At this year’s 5×5: The Public Safety Innovation Summit hosted by NIST PSCR and the FirstNet Authority in San Diego, IamResponding President Daniel Seidberg spoke with IWCE‘s Urgent Communications Editor Donny Jackson about how IamResponding supports field responders, including our partnership with RapidSOS.
Watch the full interview here or read their conversation below. To find out more about IamResponding’s powerful tools and features, visit www.iamresponding.com.
JACKSON: For those who may not be familiar, tell us a little bit about IamResponding.
SEIDBERG: IamResponding has been around since 2006. It’s used today by over 10,000 agencies across North America, fundamentally for notifications, alerts, mapping—to know where to go and how to get there—and situational awareness of what you’re going to find when you get there.
We take redundant pathways for notification of this, both from CAD feeds and from the radio pager feed. Today, we provide this data to close to half a million field responders today. That’s the foundation of what IamResponding is.
We’re also now in a partnership with RapidSOS, an intelligent safety platform that is receiving data from over 500 million connected devices. RapidSOS is already providing a tremendous amount of data at the ECC level, which is great, but it’s particularly valuable to those in the field.
The most important piece of that data is location. Where do I need to go? Today, over 80% of all 911 calls are made from mobile devices. Historically, you could only get a triangulated location with tremendous inaccuracy, in addition to incidents with poorly addressable or non-addressable locations.

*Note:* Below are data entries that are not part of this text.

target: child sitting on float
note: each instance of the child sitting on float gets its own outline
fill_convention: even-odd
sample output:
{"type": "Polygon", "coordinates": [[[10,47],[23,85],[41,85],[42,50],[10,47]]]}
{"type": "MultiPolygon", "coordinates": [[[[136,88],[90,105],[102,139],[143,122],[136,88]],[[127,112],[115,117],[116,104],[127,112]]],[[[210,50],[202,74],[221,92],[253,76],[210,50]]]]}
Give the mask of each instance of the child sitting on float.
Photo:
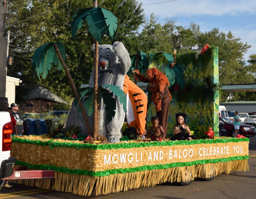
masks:
{"type": "Polygon", "coordinates": [[[185,124],[187,115],[183,113],[177,114],[176,124],[174,127],[174,136],[171,140],[186,140],[196,139],[195,136],[191,135],[190,130],[187,124],[185,124]]]}
{"type": "Polygon", "coordinates": [[[141,135],[142,137],[146,134],[146,138],[150,138],[155,141],[161,141],[163,139],[164,131],[163,127],[159,125],[159,119],[157,116],[153,116],[151,118],[152,126],[150,127],[147,131],[141,135]]]}

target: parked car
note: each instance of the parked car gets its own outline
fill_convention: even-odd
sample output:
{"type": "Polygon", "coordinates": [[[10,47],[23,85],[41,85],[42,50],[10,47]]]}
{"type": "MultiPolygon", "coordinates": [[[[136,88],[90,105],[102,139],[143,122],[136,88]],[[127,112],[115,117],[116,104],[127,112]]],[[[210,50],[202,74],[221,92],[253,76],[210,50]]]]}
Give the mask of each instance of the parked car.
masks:
{"type": "Polygon", "coordinates": [[[31,118],[31,116],[36,116],[39,118],[43,118],[44,115],[40,114],[37,114],[35,113],[27,113],[22,115],[23,119],[31,118]]]}
{"type": "Polygon", "coordinates": [[[228,113],[228,117],[226,117],[226,118],[229,119],[232,121],[234,121],[234,111],[231,111],[228,113]]]}
{"type": "Polygon", "coordinates": [[[248,117],[249,115],[247,113],[239,113],[238,116],[239,116],[239,119],[241,120],[241,122],[244,123],[245,119],[248,117]]]}
{"type": "MultiPolygon", "coordinates": [[[[228,136],[234,137],[234,122],[224,117],[219,117],[219,121],[224,123],[224,128],[227,130],[228,136]]],[[[253,126],[241,124],[240,125],[238,133],[245,137],[255,136],[256,135],[256,129],[253,126]]]]}
{"type": "Polygon", "coordinates": [[[69,114],[69,112],[66,110],[53,110],[50,111],[48,114],[48,115],[52,115],[53,116],[59,117],[62,114],[69,114]]]}
{"type": "Polygon", "coordinates": [[[249,116],[244,119],[244,124],[250,125],[256,127],[256,115],[249,116]]]}
{"type": "MultiPolygon", "coordinates": [[[[229,113],[228,114],[228,117],[226,117],[226,118],[230,119],[232,121],[233,121],[234,116],[234,111],[231,111],[229,112],[229,113]]],[[[238,117],[239,117],[239,118],[241,120],[241,123],[244,123],[245,119],[248,116],[249,116],[249,115],[247,113],[239,113],[238,114],[238,117]]]]}

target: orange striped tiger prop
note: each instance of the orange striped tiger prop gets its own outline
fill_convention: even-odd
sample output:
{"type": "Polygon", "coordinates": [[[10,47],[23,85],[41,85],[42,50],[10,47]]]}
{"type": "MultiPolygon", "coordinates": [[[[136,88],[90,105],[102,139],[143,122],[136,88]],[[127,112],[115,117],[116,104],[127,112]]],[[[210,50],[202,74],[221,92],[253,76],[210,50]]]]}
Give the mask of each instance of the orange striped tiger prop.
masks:
{"type": "Polygon", "coordinates": [[[124,77],[123,89],[124,93],[129,95],[134,115],[134,120],[127,122],[127,126],[133,126],[137,130],[139,128],[139,132],[142,134],[146,131],[147,105],[146,94],[131,81],[127,75],[124,77]]]}

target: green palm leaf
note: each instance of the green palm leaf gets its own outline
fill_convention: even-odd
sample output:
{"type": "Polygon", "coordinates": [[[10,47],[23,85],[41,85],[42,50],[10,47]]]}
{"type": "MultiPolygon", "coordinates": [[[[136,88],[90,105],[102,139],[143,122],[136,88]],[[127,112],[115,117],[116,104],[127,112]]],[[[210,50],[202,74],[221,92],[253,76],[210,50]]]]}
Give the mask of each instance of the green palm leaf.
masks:
{"type": "MultiPolygon", "coordinates": [[[[79,101],[83,98],[84,107],[87,109],[87,114],[90,116],[93,113],[93,98],[94,98],[93,87],[87,87],[79,90],[79,94],[80,96],[79,101]]],[[[74,101],[74,103],[77,107],[78,111],[81,112],[80,107],[78,105],[78,103],[76,99],[74,101]]]]}
{"type": "Polygon", "coordinates": [[[108,124],[111,122],[116,115],[116,104],[115,98],[113,97],[113,93],[102,87],[100,87],[100,93],[105,104],[106,110],[106,123],[108,124]]]}
{"type": "Polygon", "coordinates": [[[104,33],[110,36],[111,40],[115,38],[117,28],[117,18],[113,13],[100,7],[90,8],[78,10],[72,17],[72,35],[75,39],[77,31],[85,21],[93,37],[99,42],[104,33]]]}
{"type": "MultiPolygon", "coordinates": [[[[113,93],[119,98],[124,112],[126,112],[126,99],[123,91],[116,85],[102,85],[102,87],[99,87],[99,90],[100,95],[103,98],[103,102],[105,104],[106,110],[105,124],[107,124],[112,120],[116,114],[116,104],[115,98],[113,97],[113,93]]],[[[83,104],[88,110],[87,114],[90,116],[93,113],[94,87],[87,87],[82,88],[79,90],[79,93],[80,100],[83,98],[83,104]]],[[[76,99],[75,99],[74,103],[78,110],[80,111],[76,99]]]]}
{"type": "MultiPolygon", "coordinates": [[[[57,66],[59,70],[61,70],[63,65],[60,59],[55,52],[53,44],[54,42],[50,42],[40,46],[36,50],[33,55],[32,61],[34,77],[36,73],[40,79],[41,75],[45,79],[51,70],[52,65],[57,66]]],[[[56,42],[59,51],[63,59],[65,59],[65,47],[61,42],[56,42]]]]}
{"type": "MultiPolygon", "coordinates": [[[[140,73],[145,75],[146,70],[148,67],[148,63],[147,62],[147,57],[146,54],[143,52],[138,52],[139,54],[138,62],[138,70],[140,73]]],[[[133,55],[131,58],[131,64],[129,71],[127,73],[127,75],[131,76],[132,74],[132,72],[135,70],[136,65],[136,55],[133,55]]]]}
{"type": "Polygon", "coordinates": [[[123,91],[119,87],[115,85],[104,84],[102,87],[110,89],[113,93],[119,99],[120,103],[122,105],[124,112],[126,111],[126,98],[123,91]]]}

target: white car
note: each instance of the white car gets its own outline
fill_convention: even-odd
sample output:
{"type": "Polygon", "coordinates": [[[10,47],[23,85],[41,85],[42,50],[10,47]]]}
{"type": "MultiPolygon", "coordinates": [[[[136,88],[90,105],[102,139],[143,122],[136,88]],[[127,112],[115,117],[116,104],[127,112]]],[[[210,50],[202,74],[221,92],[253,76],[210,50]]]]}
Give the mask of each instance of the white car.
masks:
{"type": "Polygon", "coordinates": [[[254,126],[256,127],[256,115],[252,115],[247,117],[244,119],[244,123],[254,126]]]}
{"type": "MultiPolygon", "coordinates": [[[[232,121],[233,121],[234,116],[234,112],[232,111],[231,112],[229,112],[229,113],[228,114],[228,117],[227,117],[232,121]]],[[[243,124],[244,123],[245,118],[249,116],[249,114],[247,113],[239,113],[238,114],[238,116],[239,117],[239,119],[241,120],[241,124],[243,124]]]]}
{"type": "Polygon", "coordinates": [[[239,116],[241,122],[244,123],[244,120],[249,116],[249,114],[247,113],[239,113],[239,116]]]}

If you think about motor vehicle accidents on a highway, there’s no location. Parks, woodland, large schools, large industrial complexes, sports complexes. The building we’re in today—if I called 911 from where I’m standing right now, EMS or fire is going to show up at the front door, but they won’t know where I am, right?
JACKSON: Correct.
SEIDBERG: With the RapidSOS platform, we have accurate location information from all wireless 911 callers. Today, when we share that data with field responders, we’re providing not only the location that CAD is sending to them, but also the location of where that 911 call is coming from, including breadcrumbs of that caller for the duration of their 911 call.
So now when you’re responding at, say, an apartment complex, you know exactly where that 911 call is coming from so you can get to the person in need faster, for a better outcome.
JACKSON: Okay, that sounds great. Can you show us what that looks like?
SEIDBERG: Here is a perfect example. This is a medical call coming in at 510 North State Street. The IaR pin here is where CAD is sending the agency—as you can see, it’s an apartment complex. But we know where the caller is and what the uncertainty radius is. If they had been moving around while they were making that call, you’d see the breadcrumbs so you could find them.
We had a call recently in one of our neighboring jurisdictions in a 2,000 acre park—a lost, injured hiker. The only location CAD would ever send to is the park entrance, so historically, that would be a multi-hour search and rescue operation. With IamResponding, they could see where the 911 caller was located and what trail she was on. They were able to get directly to her, get in, get out, and get her to the hospital in under half an hour’s time.
JACKSON: Wow.
SEIDBERG: So tremendous difficulty is resolved when we know the foundational location information. And location is just the core piece of what we’re providing. We’re also providing telematics data, building alarm sensor data—so what are you going to find? What’s actually happening?
JACKSON: For the location, are you also showing Z-axis?
SEIDBERG: For 911 callers on mobile devices, we’re also getting elevation plus the XY on the location.
JACKSON: Wow, that’s powerful stuff.
SEIDBERG: The historical 911 call is: “What’s your name? What’s your emergency?” When you call in from your mobile phone, I should already know what your name is. I should already know what language you speak because your phone is set to a particular language.
If I can know the who, the language, and the where before anybody’s even speaking, I’ve got the most critical core data that I need. That’s all now being provided to those in the field so they can get to callers faster, help more effectively, and get a better outcome.
JACKSON: So IamResponding was providing a lot of this information anyway, but now because of the data sources that RapidSOS has access to, you’re able to do more of it?
SEIDBERG: It’s tremendously enhanced situational awareness. RapidSOS is ingesting data from over 500 million connected devices. Being able to deliver that data into the field, in addition to ECCs, is what’s really transforming emergency response.
JACKSON: If I’m an ECC, is there anything I need to be able to do to leverage this?
SEIDBERG: Most ECCs are already using RapidSOS. If your agencies are not using IamResponding, we just need to talk to you about that. We do free trials to get agencies up and running, and we run a very simple integration with RapidSOS where we merge your CAD data with their data and deliver it down into the field.
JACKSON: Fantastic stuff. Well congratulations, Daniel, and please let us know how IamResponding progresses going forward.
SEIDBERG: Thank you very much for your time.
Note: This conversation has been edited and abbreviated for publication.